5) Lucius Shepard: Muschelkratzer-Bill (Barnacle Bill)

…ist wahrscheinlich die Story mit der meisten Action in diesem Band. Die Hauptfigur ist ein geistig zurückgebliebener Bursche, dessen einziger Job im Entfernen von muschelartigen Dingern von der Außenhaut der Raumstation der Menschen ist. Von hier sieht er den Starts der die Sterne erkundenden Schiffe zu, doch bislang hat noch keines davon Erfolg gehabt. In der frustrierten Stimmung auf der Station ist er stets das erste Opfer der Spannungen. Die Lage verschärft sich, als eine Sekte der „unsichtbaren Herrlichkeit“ die Station übernehmen will. Bill greift ein, als er merkt, dass „seine“ Muscheln die Station verlassen.-

Geschickt und anrührend erzählt, bietet die Story einen ernüchternden Ausblick auf eine nicht so leuchtende Zukunft im Weltraum.

6) Marcus Hammerschmidt: Wind

…ist ebenfalls eine Dystopie. Die deutschen Lande sind von einem dichten elektronischen Sicherheitsnetz überzogen, und die abweichenden Kultursprengsel wie Ökos und Autonome sind in kleinen Freistaaten eingepfercht. Als dem Windgeneratorwärter Eddie eine brisante Botschaft über eine effizientere Energietechnik zugespielt wird, beginnt quer durch diesen Nachtwächterstaat eine Hetzjagd, die es in sich hat, ein veritabler Thriller, bei dem mächtig „Wind“ entsteht. Das wird nicht kitschig oder klischeehaft erzählt, sondern in der Szenesprache schnoddrig daherberichtet. Der Schluß ist angemessen: eine seltsame Art von Happy-end.
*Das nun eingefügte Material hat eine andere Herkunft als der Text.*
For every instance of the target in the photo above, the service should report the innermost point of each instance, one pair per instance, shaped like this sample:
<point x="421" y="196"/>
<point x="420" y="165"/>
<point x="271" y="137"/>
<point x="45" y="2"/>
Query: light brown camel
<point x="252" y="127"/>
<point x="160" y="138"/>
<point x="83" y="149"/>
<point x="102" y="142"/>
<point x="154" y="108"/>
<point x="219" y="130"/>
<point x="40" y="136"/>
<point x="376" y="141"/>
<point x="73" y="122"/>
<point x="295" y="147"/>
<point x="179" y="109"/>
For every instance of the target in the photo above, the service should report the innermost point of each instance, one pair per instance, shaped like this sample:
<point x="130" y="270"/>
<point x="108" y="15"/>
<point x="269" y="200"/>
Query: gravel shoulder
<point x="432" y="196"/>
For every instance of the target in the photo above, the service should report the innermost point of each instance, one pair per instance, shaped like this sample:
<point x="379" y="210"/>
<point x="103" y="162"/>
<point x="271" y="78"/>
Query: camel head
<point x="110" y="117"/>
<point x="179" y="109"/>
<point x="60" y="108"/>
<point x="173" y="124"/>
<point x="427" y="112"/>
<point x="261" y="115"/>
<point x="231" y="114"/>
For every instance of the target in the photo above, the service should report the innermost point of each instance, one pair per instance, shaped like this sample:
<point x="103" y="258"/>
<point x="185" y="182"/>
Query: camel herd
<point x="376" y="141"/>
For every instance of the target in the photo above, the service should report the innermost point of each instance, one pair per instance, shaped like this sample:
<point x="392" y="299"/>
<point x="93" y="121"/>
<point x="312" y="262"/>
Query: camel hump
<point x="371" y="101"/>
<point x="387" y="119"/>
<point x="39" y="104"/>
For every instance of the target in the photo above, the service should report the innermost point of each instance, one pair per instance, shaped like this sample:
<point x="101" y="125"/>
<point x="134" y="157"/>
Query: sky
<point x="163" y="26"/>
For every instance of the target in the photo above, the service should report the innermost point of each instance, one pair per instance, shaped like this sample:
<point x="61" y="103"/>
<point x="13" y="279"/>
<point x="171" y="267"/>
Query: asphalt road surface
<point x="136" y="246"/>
7) Charles Sheffield: Die Rechenmaschine von South Georgia

Der Viktorianer Charles Babbage versuchte den ersten Computer zu bauen, scheiterte aber. Doch seine Unterlagen und Bauteile gingen nicht verloren, sondern fanden ihren Weg in ein winziges Kaff in Neuseeland, eine ehemals britische Kolonie. Zwei Burschen, die über Computer Bescheid wissen, finden hier erstens eine tragische Liebesgeschichte und zweitens Hinweise auf den Verbleib der von Babbage geplanten und in Neuseeland realisierten Rechenmaschine. Und auf Aliens! Sage noch einer, Wissenschaft und Computer seien keine romantischen Themen!

Unterm Strich

Insgesamt bietet der Band eine sehr gehalt- und niveauvolle Sammlung erstklassigen Materials, das von den Illustrationen ideal ergänzt wird. Die Story von Lucius Shepard über „Muschelkratzer-Bill“ landete zum Beispiel bei zahlreichen Awards auf den vordersten Plätzen.

Taschenbuch: 573 Seiten
Aus dem Englischen von diversen Übersetzern.